The good news here is that a lot of Christians are working in this space. One of these is Partners Worldwide, a Christian non-profit that promotes and assists promising businesses in twenty developing countries around the world. The organization’s president, Doug Seebeck, emphasizes that for most of the world, the need isn’t to give them the proverbial fish or even teach them to fish. Most people know how to fish, know how to farm, know how to buy and sell. What they need most is “access to the pond,” to the wider circles of enterprise and exchange that would allow them to multiply their energies and talents.
We’re back to Hesse’s point: too many people are walled off from wider networks. Sometimes the wall is a lack of property rights or rule of law for the poor. Other times it’s unfair trade policies that favor the rich and politically well connected. What are North American Christians doing to advocate for free and competitive markets that give struggling entrepreneurs from poor nations real access to markets?
Another thing to think about: Christians have been very generous sponsoring children throughout the world, and this has made a powerful impact in the lives of millions of children. At the same time it is useful to remind ourselves of our hopes for these children and their families. If we were in need, what would we prefer—someone to pay for our child’s schooling, or better opportunities so we could provide for our own children? We think a lot about individuals; are we thinking enough about working with parents and families? This goes back to viewing people as subjects and not as objects of charity.
Finally, Christians must never forget the meaning of charity and the power of the Gospel to transform lives, promotes strong families, vibrant communities and a culture of trust. Charity is not simply helping people in need. Charity is a theological virtue. It is caritas, agape, Christian love. Love means to seek the good of the other, to will the other’s good. Charity desires for the other human flourishing—in this life and the next.

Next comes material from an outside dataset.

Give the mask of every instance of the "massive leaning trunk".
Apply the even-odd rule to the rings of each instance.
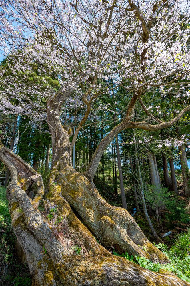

Christians are called to help the poor, but we are not called to mere humanitarianism. Nor are we called to random acts of kindness. We need a heart for the poor, but we also need a mind for the poor. We need to ground our charity in truth, the truths of economics and most important, the truth about the human person. For when we understand the human person, created in the image of God with creative capacity, it changes everything about the way we understand charity, missions and development.